Menurutnya Pemprov Kalimantan harus segera mengeluarkan kebijakan yang benar-benar untuk keselamatan rakyat dan tepat sasaran.
“Segerakan evaluasi kebijakan tata kelola sumber daya alam di Kalteng. Dan evaluasi tata ruang untuk memperjelas posisi kerentanan bencana di Kalteng,” tambahnya.
Kalteng Darurat Bencana Ekologis
Manajer Advokasi Kampanye dan Kajian Walhi Kalimantan Tengah, Janang Firman Palanungkai menyatakan Kalteng bisa dikatakan sebagai wilayah darurat bencana ekologis.
Hal ini dibuktikan dengan adanya bencana yang terus berulang. Sementara kebijakan tata kelola lingkungan hidup tidak tepat memitigasi bencana yang ada.
“Sudah seharusnya menuju akhir tahun 2024 ini momen bagi Pemprov Kalteng untuk serius berbenah penata kelola lingkungan hidup,” kata Janang.

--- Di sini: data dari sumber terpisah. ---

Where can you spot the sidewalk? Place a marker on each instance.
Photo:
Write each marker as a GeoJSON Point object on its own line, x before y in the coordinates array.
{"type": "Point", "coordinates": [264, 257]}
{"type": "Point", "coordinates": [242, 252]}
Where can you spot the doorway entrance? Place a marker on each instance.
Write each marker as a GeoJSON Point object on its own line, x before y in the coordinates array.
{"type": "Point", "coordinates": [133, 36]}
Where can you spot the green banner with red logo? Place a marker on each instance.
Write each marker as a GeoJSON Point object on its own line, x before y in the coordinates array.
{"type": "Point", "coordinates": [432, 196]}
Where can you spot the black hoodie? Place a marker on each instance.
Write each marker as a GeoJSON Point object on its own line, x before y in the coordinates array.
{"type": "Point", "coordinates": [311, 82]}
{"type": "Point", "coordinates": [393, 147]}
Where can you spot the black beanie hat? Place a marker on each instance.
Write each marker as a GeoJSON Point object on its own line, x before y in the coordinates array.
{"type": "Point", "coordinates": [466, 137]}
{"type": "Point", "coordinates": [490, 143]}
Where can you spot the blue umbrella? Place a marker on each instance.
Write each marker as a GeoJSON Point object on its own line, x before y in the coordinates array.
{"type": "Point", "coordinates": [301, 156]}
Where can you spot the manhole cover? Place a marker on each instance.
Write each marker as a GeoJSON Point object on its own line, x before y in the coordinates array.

“Ini harus jadi langkah serius untuk memitigasi bencana besar berulang di Kalimantan Tengah,” lanjutnya.
Ia menegaskan bahwa bencana yang berulang tersebut dengan lokasi yang sama.
Area-area rawan banjir merupakam daerah investasi berskala besar berbasis lahan cukup besar di Kalimantan Tengah.
Kondisi penguasaan ruang oleh investasi skala besar di Kalimantan Tengah kini sudah mencapai 78% dari luas wilayah Kalimantan Tengah.
Hal tersebut menjadi ancaman adanya perubahan tutupan lahan dan meningkatnya angka deforestasi.
Menurutnya kondisi ini harus menjadi pertimbangan kebijakan mitigasi bencana harus beriringan dengan kondisi tata kelola lingkungan hidup.
Pemerintah harus tegas, segera laksanakan audit lingkungan dan jangan menunggu bencana datang baru ada respons,” tegasnya.
Kalimantan Tengah butuh segera kebijakan mitigasi bencana yang terukur serta tepat sasaran untuk mewujudkan keadilan ekologis.
‘Bukan hanya sekedar bantuan sosial dalam bentuk sembako saja. Dimana bentuk penyikapan tersebut patut disebut dengan istilah respons yang latah,” tambahnya.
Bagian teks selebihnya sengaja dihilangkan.